Maven PMC here. I highly recommend not doing and I will explain why:
The approach to dependencies of Maven, npm, composer, pip goes against
an offline build required by the ports system. All py-packages are
repackaged to what pip does, this is work. Caching libs and POMs from
Maven Central absolutely does not make sense. Both Maven Central and ASF
dist use a fully distributed CDN by now.
There is no compelling reason to recompile the software at all. All
dependencies are available cryptographically signed in Maven Central. If
your application uses Maven, it will *not* use the port from the ports
system. Repackaging what is in Central is a waste of time, IMHO. Another
issue comes with custom build: Many Linux distro dissect or modify
blessed packages like Maven or Tomcat beyond recognition and the first
thing we ask is: Where did you get Tomcat or Maven? Not from us?

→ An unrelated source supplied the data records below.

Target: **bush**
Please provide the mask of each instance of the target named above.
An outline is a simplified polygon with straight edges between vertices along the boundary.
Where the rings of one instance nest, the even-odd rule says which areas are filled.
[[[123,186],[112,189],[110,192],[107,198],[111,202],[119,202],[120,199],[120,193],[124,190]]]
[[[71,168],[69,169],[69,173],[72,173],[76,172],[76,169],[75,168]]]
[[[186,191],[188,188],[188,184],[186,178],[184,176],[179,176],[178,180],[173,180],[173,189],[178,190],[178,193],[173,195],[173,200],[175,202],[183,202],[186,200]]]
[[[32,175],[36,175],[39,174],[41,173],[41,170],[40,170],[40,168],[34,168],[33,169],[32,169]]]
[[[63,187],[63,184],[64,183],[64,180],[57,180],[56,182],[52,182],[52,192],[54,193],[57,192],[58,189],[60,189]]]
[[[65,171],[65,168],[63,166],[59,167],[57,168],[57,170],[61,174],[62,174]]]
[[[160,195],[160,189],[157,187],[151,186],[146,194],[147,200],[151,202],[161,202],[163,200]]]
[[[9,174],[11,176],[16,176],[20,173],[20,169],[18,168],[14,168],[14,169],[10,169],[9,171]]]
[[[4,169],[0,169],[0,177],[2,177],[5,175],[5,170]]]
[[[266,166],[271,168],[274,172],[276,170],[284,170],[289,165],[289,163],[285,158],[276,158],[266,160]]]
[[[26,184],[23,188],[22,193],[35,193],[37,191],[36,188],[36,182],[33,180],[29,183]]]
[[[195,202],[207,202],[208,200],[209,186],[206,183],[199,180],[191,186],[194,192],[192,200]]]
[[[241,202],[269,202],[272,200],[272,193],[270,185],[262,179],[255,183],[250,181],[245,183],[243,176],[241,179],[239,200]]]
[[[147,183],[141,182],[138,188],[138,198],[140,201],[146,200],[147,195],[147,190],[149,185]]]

GO AWAY.
I am currently the maintainer of the Nexus 2 OSS and use the bundle
tarball only, I do not even try to compile myself since it gives from a
Java PoV no benefit compared to native langs like C/C++/Rust/Go/YOU_NAME_I=
T.

There are situations where a port makes sense, not necessary recompiled
Java code, e.g., a JDBC driver which is loaded into Tomcat and not part
of the application or the library requires native code which I would
want to compile, e.g., https://github.com/xerial/sqlite-jdbc/issues/495.

Looking at https://www.freshports.org/java I am certain that most of
those ports can go away.

I am happy to step into a discussion if you are interested in.